Click the File Names to list the CSV files. This is populated by calling the list() function within your connector class. You may select all files or choose individual files to index.
In addition, you can choose to map fields. When mapping fields, you will be prompted with a list of fields to include or exclude as well as an option to map field names to new names. In this example, CNTRY_name is mapped to name.
The field mapping is populated by calling the info() method in your connector class.
When you have entered all of the relevant information, click Next, then follow the rest of the workflow for creating a Repository. Â
When the Repository has been added, click Index Now.This will begin indexing the information by calling the scan() method. If you have one CSV file with 50 records, you should get 51 items in the index for that repository (one for the CSV file and one for each record).
Step 6
Learn more about the Python code:
Take some time to examine the Python code and read the documentation strings and comments. An entry is a Python dictionary with the required keys of entry and id. This entry will also include fields. The entry would look like this:
 {
'entry': {
'fields': {
'meta_table_name': 'world_countries.csv',
'name': 'Vanuatu',
'repository': 'r16524da57d1',
'format': 'text/csv-record',
'format_category': 'Office',
'fs_SQMI': '3265.07',
'fs_FIPS_CNTRY': 'NH',
'fs_STATUS': 'UNMemberState',
'fs_POP2005': '205754',
'format_type': 'Record'
}
},
'id': 'r16524da57d1_world_countries_248'
}
Additional Information
After creating and saving a repository, you can view the configuration by opening the json file located in the config directory in your HQ home location.

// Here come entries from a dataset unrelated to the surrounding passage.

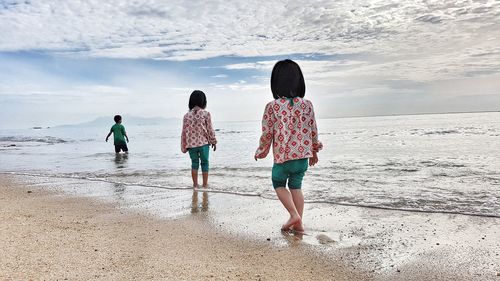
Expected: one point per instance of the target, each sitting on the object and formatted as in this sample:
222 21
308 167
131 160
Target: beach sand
48 237
70 229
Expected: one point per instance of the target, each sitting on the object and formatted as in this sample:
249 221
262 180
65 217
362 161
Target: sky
67 62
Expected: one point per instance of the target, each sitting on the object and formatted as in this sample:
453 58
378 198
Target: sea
440 163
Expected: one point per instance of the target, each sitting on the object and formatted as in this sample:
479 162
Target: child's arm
317 145
124 133
107 137
211 132
266 138
183 136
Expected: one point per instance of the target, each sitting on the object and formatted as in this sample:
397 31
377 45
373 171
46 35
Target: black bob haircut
197 98
287 80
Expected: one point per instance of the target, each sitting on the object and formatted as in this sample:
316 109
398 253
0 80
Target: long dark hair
287 80
197 98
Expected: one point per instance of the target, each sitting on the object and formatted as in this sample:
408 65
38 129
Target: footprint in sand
324 239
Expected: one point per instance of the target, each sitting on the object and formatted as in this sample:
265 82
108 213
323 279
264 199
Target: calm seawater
431 163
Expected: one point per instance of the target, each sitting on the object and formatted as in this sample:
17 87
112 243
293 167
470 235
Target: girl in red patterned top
289 126
197 136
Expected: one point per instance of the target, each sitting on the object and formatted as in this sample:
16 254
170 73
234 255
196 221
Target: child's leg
194 202
195 164
194 176
286 199
205 179
298 201
204 152
297 169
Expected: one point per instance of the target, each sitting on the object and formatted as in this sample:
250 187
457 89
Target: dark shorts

A log file is generated each time you index your repository. This log file is created in the HQ home directory underlogs/py/connector/<date>/…
To add status messages to this log file, you can use self.report(message) within your connector.py. This is helpful for debugging as well.
For a more advanced connector, please examine the code in the Geodatabase connector located in the gdb directory.